The Catholic Church did not initiate the repression of abortion, which was first restricted in Britain in 1803. The USA followed. But abortion was so accepted by society that midwives, who performed abortions as part of their regular practice, continued to practice openly, and juries refused to convict them. It wasn't until 1869 that Pope Pius IV declared all abortion to be murder.

Women have been making decisions about the number of children they wish to bear a lot more than the men in control desire you to know. Women should re-gather lost ways and not depend on permission from the paternalistic minders.

(Adapted from The New Our Bodies Ourselves by the Boston Women's Health Book Collective.)
Grusha Leeman
Fannie Bay NT
[Edited for length.]

Century Zinc

The Queensland Government's attack upon Aboriginal communities in the Gulf area is predicated on the need to rush into an arrangement with CRA so that the Century Zinc Mine can go ahead. It is very reminiscent of Queensland Government actions to dispossess the traditional owners of Weipa, Mapoon and Aurukun in the early 1960s.

As in the early 1960s the Government's campaign is based on a number of false assumptions, namely: that Aboriginal people have no legitimate claim to the land; that Aborigines are simply an impediment to progress; that Aborigines are not Queenslanders; that there are no significant environmental issues which still need to be addressed and that failure to mine immediately will weaken Australia's economy.

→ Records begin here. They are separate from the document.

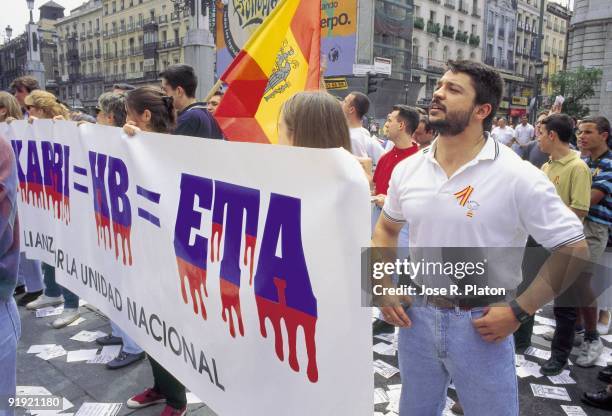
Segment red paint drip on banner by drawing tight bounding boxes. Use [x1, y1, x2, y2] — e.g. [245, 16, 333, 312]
[243, 234, 257, 285]
[255, 277, 319, 383]
[210, 222, 223, 263]
[221, 277, 244, 338]
[176, 257, 208, 319]
[113, 221, 132, 266]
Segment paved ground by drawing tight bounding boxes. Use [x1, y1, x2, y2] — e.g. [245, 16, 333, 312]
[17, 305, 215, 416]
[17, 298, 612, 416]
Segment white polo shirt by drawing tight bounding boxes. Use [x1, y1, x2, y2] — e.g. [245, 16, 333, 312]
[514, 123, 535, 145]
[383, 133, 584, 287]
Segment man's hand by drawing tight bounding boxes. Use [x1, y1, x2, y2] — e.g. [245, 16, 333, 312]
[379, 306, 412, 328]
[472, 306, 521, 342]
[374, 194, 386, 208]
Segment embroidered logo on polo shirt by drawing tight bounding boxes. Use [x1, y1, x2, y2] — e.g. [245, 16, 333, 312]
[453, 185, 480, 218]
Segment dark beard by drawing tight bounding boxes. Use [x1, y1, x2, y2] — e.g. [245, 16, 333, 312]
[429, 106, 474, 136]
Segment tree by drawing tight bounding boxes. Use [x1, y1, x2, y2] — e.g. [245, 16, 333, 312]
[551, 67, 602, 118]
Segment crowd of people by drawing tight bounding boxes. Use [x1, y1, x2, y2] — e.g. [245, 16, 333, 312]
[0, 61, 612, 416]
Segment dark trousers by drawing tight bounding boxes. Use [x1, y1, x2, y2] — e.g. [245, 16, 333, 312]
[149, 356, 187, 409]
[514, 236, 548, 351]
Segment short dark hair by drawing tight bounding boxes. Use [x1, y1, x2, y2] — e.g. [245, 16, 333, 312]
[113, 82, 136, 91]
[542, 114, 574, 143]
[580, 116, 610, 137]
[448, 60, 504, 130]
[125, 86, 176, 133]
[350, 91, 370, 118]
[159, 64, 198, 98]
[419, 116, 433, 133]
[9, 75, 40, 94]
[393, 104, 420, 134]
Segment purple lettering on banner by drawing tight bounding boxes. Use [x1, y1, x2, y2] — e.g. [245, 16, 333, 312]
[26, 140, 46, 208]
[108, 156, 132, 265]
[11, 140, 28, 202]
[210, 181, 259, 337]
[89, 152, 112, 248]
[174, 173, 213, 319]
[255, 194, 319, 383]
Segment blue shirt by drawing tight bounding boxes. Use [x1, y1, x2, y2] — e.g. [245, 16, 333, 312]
[586, 150, 612, 226]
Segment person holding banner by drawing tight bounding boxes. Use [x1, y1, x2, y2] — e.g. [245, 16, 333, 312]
[372, 61, 588, 416]
[123, 87, 187, 416]
[24, 90, 81, 329]
[0, 122, 21, 416]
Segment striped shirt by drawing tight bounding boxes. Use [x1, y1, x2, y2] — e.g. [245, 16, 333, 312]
[586, 150, 612, 226]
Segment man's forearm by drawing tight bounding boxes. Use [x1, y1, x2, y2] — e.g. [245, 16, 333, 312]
[517, 240, 589, 315]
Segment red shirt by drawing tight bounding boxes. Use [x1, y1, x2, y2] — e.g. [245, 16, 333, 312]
[372, 143, 419, 195]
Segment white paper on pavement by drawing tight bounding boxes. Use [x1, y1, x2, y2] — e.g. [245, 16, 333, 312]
[535, 315, 557, 327]
[70, 331, 106, 342]
[66, 348, 98, 363]
[27, 344, 57, 354]
[36, 305, 64, 318]
[374, 388, 389, 405]
[68, 317, 85, 326]
[525, 347, 550, 360]
[36, 345, 67, 361]
[372, 342, 397, 356]
[531, 383, 572, 402]
[187, 392, 204, 404]
[533, 325, 555, 335]
[75, 402, 121, 416]
[548, 370, 576, 384]
[374, 360, 399, 378]
[561, 404, 587, 416]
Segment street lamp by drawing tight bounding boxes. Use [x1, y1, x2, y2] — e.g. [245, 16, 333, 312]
[26, 0, 34, 23]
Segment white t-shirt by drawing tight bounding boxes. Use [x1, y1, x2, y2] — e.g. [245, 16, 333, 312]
[491, 126, 514, 146]
[349, 127, 384, 166]
[383, 138, 584, 288]
[514, 123, 535, 145]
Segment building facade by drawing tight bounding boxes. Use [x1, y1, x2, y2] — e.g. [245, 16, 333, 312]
[412, 0, 484, 106]
[55, 0, 104, 109]
[567, 0, 612, 119]
[542, 2, 572, 98]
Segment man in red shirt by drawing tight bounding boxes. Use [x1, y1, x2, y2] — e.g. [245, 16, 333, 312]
[372, 105, 419, 334]
[373, 105, 419, 203]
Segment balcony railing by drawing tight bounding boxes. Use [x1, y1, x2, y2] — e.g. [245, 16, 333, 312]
[414, 17, 425, 30]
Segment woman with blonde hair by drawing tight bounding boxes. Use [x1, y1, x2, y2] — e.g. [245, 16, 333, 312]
[0, 91, 23, 123]
[278, 91, 351, 152]
[24, 90, 70, 120]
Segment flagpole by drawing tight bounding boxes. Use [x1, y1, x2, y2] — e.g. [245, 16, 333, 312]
[204, 79, 223, 103]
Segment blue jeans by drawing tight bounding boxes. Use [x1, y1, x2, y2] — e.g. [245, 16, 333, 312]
[0, 297, 21, 416]
[111, 321, 143, 354]
[398, 297, 519, 416]
[17, 253, 44, 293]
[43, 263, 79, 309]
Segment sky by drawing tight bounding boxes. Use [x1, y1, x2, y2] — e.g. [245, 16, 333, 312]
[0, 0, 85, 42]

If the minerals stay in the ground until the social and environmental questions can be adequately addressed then Australia will be richer not poorer because we will not lose the sea grass beds on which dugong, fish and prawns depend. Given that the amount of silver, lead and zinc in the world is decreasing, the later we mine the better the price we will be offered.

Forcing Aboriginal people to rush into an unjust agreement will lead to further pressures on their communities which will produce similar social dislocation to that which has occurred at Weipa, Mapoon and Aurukun. Paying for social rehabilitative measures will not fall on CRA but directly upon the Aboriginal community and Queensland taxpayers.

In the 1960s politicians on all sides of the house received preferential share options in return for their betrayal of commonsense and the Aboriginal people — I hope Borbidge is clever enough to ensure that politicians at least get some benefit from his current efforts.
Dr. John Tomlinson
Senior Lecturer, School of Social Science
University of Newcastle

Anzac Day

For a Japanese who has an Australian family, Anzac Day is the most gloomy day of a year not because Australia fought Japan but all other wars it has had. Ironically enough Australia's war against Japan is the only war I can accept as "self-defence". Why could Sudan, Boer, I-he-chuan's Uprising of 1900, Maori Uprising, Europe's War, Korean Civil War, Malay and Gulf War be wars to "save the country"?

Including the war against Australian Aboriginals, all of them were imperialism, imperialism and imperialism. No honour. No glory. I, too, have respects for the war dead, no matter soldiers/workers or civilians of all the countries including Japan and Australia — not heroes but victims. Australia, too, is rewriting its history but for what?